Example Accessing the metadata endpoint directly

# Variables are automatically set by Lambda
METADATA_ENDPOINT="http://${AWS_LAMBDA_METADATA_API}/2026-01-15/metadata/execution-environment"

# Make the request
RESPONSE=$(curl -s -H "Authorization: Bearer ${AWS_LAMBDA_METADATA_TOKEN}" "$METADATA_ENDPOINT")

# Parse the AZ ID
AZ_ID=$(echo "$RESPONSE" | jq -r '.AvailabilityZoneID')

echo "Function is running in AZ ID: $AZ_ID"

Understanding Availability Zone IDs

AZ IDs (for example, use1-az1) always refer to the same physical location across all AWS accounts, while AZ names (for example, us-east-1a) may map to different physical infrastructure in each AWS account in certain regions. For more information, see AZ IDs for cross-account consistency.

Converting AZ ID to AZ name:

To convert an AZ ID to an AZ name, use the Amazon EC2 DescribeAvailabilityZones API. To use this API, add the ec2:DescribeAvailabilityZones permission to your function's execution role.

API reference

Environment variables

Lambda automatically sets the following environment variables in every execution environment:

• AWS_LAMBDA_METADATA_API – The metadata server address in the format {ipv4_address}:{port} (for example, 169.254.100.1:9001).

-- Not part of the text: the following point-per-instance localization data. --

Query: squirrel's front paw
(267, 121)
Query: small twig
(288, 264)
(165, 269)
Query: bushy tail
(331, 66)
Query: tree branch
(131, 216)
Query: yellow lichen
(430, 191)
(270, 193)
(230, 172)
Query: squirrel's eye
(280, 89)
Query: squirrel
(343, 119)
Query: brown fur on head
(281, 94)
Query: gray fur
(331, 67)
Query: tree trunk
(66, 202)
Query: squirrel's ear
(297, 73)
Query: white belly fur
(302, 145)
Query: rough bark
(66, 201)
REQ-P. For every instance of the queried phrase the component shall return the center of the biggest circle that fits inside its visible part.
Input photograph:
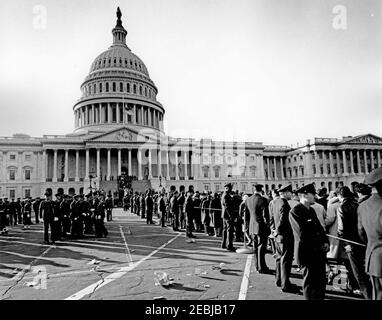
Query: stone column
(119, 163)
(108, 164)
(99, 164)
(109, 113)
(54, 165)
(130, 164)
(134, 118)
(66, 178)
(167, 165)
(185, 165)
(118, 113)
(140, 164)
(77, 177)
(150, 164)
(338, 163)
(87, 166)
(358, 163)
(331, 163)
(325, 163)
(275, 167)
(351, 162)
(317, 161)
(344, 162)
(176, 165)
(43, 167)
(149, 111)
(282, 168)
(159, 155)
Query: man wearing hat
(27, 213)
(370, 230)
(47, 213)
(229, 218)
(259, 229)
(311, 244)
(283, 234)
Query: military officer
(311, 244)
(258, 229)
(283, 235)
(27, 213)
(370, 230)
(47, 213)
(229, 218)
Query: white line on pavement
(245, 281)
(114, 276)
(127, 247)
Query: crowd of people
(314, 229)
(65, 217)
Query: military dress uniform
(370, 230)
(229, 217)
(309, 243)
(284, 241)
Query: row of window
(127, 87)
(119, 62)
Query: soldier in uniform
(76, 217)
(149, 204)
(27, 213)
(65, 210)
(229, 218)
(88, 221)
(100, 229)
(36, 206)
(142, 204)
(311, 244)
(3, 218)
(174, 211)
(283, 235)
(19, 208)
(206, 212)
(259, 230)
(109, 207)
(370, 230)
(47, 213)
(189, 210)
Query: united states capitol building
(119, 131)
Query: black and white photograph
(210, 152)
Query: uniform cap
(374, 176)
(309, 188)
(285, 188)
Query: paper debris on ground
(162, 279)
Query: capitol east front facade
(119, 131)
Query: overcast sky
(271, 71)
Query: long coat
(259, 215)
(370, 230)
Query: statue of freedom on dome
(119, 15)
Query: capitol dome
(118, 91)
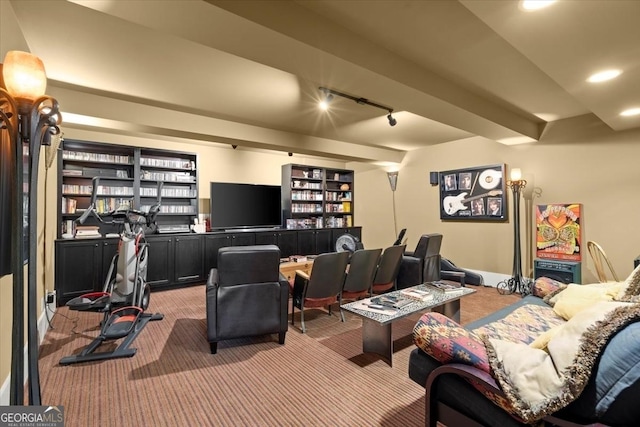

• AWS_LAMBDA_METADATA_TOKEN – A unique authentication token for the current execution environment. Lambda generates this token automatically at initialization. Include it in all metadata API requests.

Endpoint

GET http://${AWS_LAMBDA_METADATA_API}/2026-01-15/metadata/execution-environment

Request

Required headers:

• Authorization – The token value from the AWS_LAMBDA_METADATA_TOKEN environment variable with the Bearer scheme: Bearer <token>. This token-based authentication provides defense in depth protection against Server-Side Request Forgery (SSRF) vulnerabilities. Each execution environment receives a unique, randomly generated token at initialization.

Response

Status: 200 OK

Content-Type: application/json

Cache-Control: private, max-age=43200, immutable

The response is immutable within an execution environment. Clients should cache the response and respect the Cache-Control TTL. For SnapStart functions, the TTL is reduced during initialization so that clients refresh metadata after restore when the execution environment may be in a different AZ. If you use Powertools, caching and SnapStart invalidation are handled automatically.

Body:

{
  "AvailabilityZoneID": "use1-az1"
}

The AvailabilityZoneID field contains the unique identifier for the Availability Zone where the execution environment is running.

Note

Additional fields may be added to the response in future updates. Clients should ignore unknown fields and not fail if new fields appear.

Error responses

• 401 Unauthorized – The Authorization header is missing or contains an invalid token. Verify you are passing Bearer ${AWS_LAMBDA_METADATA_TOKEN}.

• 405 Method Not Allowed – Request method is not GET.

• 500 Internal Server Error – Server-side processing error.